En 1975 tuvo lugar en Madrid el Congreso de Literatura Iberoamericana. Asistí, melancólicamente dispuesto a aburrirme como un enano. Y lo logré. Oír hablar de literatura puede ser muy ameno en una tertulia de café, pero letárgico en una sala universitaria. En el café impera una amable camaradería y el comentario no pretende ser otra cosa que superficial. Pero ocurre que lo valioso de la literatura es precisamente lo superficial. Lo que está escrito ahí y yo leo u oigo y me entero. La «estructura profunda» –por emplear la jerga de los gramáticos de turno– importa un bledo.
Cuando la crítica literaria dejó de ser un alegre chismorreo se echó a perder. La convirtieron en «ciencia». Con unos métodos muy sesudos, unos señores respetables se escribían un tomo de seiscientas páginas sobre la estructura de un soneto de Petrarca. Al estructuralismo se deben algunos de los libros más soporíferos de la historia de la imprenta. ¿Ha visto el lector «un análisis tagmémico» de alguna obra literaria? Si lo ve, huya despavorido. Es algo horroroso. Un crimen de lesa diversión.
¿Por qué se ha perpetrado el estructuralismo y afines en la crítica literaria? Porque existe en los medios académicos la maldita tendencia a sistematizarlo todo. La literatura no es ciencia. Un escritor no es un ingeniero y es absurdo reducir a esquemas el producto de su trabajo. La literatura sólo sirve para ser leída y para brindar diversión. Por diversión entiendo desde admiración ante el ingenio cerebral de un Quevedo hasta cólera ante los apasionados alegatos de un Solzhenitsyn. Diversión es todo el abanico de respuestas anímicas al estímulo literario. De niño me parecía estúpido que me pusieran a contarle las sílabas a los sonetos, y de universitario ratifiqué la misma sensación.
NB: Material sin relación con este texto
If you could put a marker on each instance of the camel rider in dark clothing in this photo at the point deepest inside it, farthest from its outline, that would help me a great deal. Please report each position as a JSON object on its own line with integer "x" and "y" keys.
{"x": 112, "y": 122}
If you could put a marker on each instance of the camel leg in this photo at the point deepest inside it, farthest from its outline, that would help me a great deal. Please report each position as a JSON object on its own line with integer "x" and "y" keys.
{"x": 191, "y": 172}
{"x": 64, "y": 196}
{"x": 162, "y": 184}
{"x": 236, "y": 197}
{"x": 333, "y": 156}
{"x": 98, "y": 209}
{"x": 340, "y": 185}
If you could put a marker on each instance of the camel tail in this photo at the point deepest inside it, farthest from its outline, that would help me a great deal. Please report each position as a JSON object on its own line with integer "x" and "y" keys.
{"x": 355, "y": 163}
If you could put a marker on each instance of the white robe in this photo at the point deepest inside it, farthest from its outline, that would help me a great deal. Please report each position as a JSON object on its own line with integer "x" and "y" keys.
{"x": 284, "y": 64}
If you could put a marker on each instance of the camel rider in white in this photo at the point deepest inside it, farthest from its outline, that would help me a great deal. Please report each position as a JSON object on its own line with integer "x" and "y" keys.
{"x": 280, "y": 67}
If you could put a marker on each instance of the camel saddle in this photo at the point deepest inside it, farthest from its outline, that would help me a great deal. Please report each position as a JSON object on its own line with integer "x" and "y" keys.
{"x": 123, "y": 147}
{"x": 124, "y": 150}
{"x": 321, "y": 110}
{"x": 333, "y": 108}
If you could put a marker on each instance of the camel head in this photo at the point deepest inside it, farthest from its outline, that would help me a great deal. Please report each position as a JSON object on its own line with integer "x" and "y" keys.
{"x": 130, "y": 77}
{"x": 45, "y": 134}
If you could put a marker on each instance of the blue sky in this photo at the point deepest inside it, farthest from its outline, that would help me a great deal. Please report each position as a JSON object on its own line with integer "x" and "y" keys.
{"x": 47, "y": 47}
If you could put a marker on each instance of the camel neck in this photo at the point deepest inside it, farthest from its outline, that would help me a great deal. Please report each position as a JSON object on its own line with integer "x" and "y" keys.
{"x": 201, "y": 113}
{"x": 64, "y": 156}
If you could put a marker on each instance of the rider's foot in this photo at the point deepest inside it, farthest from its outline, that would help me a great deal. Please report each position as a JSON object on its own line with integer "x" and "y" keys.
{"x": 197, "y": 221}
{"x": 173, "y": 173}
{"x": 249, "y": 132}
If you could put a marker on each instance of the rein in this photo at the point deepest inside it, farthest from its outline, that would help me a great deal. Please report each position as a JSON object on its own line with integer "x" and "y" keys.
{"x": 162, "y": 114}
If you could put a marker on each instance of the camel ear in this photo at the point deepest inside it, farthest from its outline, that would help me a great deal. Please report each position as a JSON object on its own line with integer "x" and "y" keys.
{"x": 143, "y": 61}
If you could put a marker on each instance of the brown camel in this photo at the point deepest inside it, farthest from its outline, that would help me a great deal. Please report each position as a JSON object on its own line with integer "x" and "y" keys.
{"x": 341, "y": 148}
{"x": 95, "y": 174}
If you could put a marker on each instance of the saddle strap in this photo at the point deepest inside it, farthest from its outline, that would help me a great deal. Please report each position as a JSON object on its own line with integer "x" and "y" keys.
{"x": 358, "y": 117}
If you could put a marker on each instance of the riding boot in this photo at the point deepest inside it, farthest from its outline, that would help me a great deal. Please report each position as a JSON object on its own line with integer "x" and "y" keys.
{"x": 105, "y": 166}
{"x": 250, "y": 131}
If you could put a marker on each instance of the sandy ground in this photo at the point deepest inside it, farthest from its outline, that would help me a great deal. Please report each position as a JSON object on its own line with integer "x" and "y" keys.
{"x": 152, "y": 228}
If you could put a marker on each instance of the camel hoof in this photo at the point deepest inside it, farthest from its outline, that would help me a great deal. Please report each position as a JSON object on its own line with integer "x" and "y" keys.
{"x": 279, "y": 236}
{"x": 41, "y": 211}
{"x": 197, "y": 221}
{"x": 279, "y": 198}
Ese «saber» es inútil, gratuito y absolutamente intrascendente. Un oficio de bizantinos.
No obstante, como dicen los gringos, el show must go on. El bendito Congreso de 1975 se repitió mil veces y con éxito parecido. Con gran seriedad, un señor muy serio y muy calvo volvió a tomar una tiza y explicó con numeritos, rayas y llaves lo que Cervantes dijo en su novela. Me imagino que el buen manco se quedaría estupefacto ante el alucinante pizarrón.